The trade off is that because it’s actually reading JS from the zip files at runtime, a lot of Node packages don’t play nicely with it. Once you get things set up, it’s great, but getting there can be exhausting for a hobby project.
> plug-n-play [...] goes farther than creating a lockfile by saving a zip of every dependency (and yarn itself) in a directory that you check into your repo
Imagine that: using your VCS/SCM to version control the code that goes into making your app work.
> Combined with a Node version file, you can be pretty sure that you’ll be executing the exact same code in a decade.
I have news for you: the Yarn-/NodeJS-specific stuff isn't necessary.

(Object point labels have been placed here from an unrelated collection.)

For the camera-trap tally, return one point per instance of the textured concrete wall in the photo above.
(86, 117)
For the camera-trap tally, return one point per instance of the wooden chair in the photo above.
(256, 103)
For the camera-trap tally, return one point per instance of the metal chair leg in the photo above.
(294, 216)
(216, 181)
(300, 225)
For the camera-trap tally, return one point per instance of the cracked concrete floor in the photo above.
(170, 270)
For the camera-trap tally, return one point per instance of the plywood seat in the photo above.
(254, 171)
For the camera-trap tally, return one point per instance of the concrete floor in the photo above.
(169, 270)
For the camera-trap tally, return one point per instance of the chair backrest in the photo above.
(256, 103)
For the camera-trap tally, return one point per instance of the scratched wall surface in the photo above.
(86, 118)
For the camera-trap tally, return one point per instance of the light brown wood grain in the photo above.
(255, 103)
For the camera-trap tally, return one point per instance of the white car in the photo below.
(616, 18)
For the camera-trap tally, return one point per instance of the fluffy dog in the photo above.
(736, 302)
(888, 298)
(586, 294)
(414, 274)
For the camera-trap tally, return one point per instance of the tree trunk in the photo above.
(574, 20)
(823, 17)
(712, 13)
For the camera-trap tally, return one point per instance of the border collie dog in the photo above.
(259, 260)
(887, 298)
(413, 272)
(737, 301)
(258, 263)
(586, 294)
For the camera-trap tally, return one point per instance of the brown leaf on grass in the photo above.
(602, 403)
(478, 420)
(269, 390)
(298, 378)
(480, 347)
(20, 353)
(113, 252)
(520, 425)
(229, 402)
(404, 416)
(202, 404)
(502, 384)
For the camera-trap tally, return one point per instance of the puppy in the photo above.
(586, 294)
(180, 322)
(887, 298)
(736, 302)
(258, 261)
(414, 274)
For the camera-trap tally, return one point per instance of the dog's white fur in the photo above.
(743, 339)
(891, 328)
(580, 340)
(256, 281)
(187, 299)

With the code in your repo, you're able to roll back to a specific revision at any time. That's the whole point of version control.
Keeping a note of which version of NodeJS the project was originally developed with is absolutely necessary; it periodically makes breaking changes in major releases. I literally just had to debug a project where the build was failing due to a Node version difference.
And you _can_ manage a dependency tree and keep everything up to date by hand, but it's much nicer to let Yarn do it for you.
The trade off is that because it’s actually reading JS from the zip files at runtime, a lot of Node packages don’t play nicely with it. Once you get things set up, it’s great, but getting there can be exhausting for a hobby project.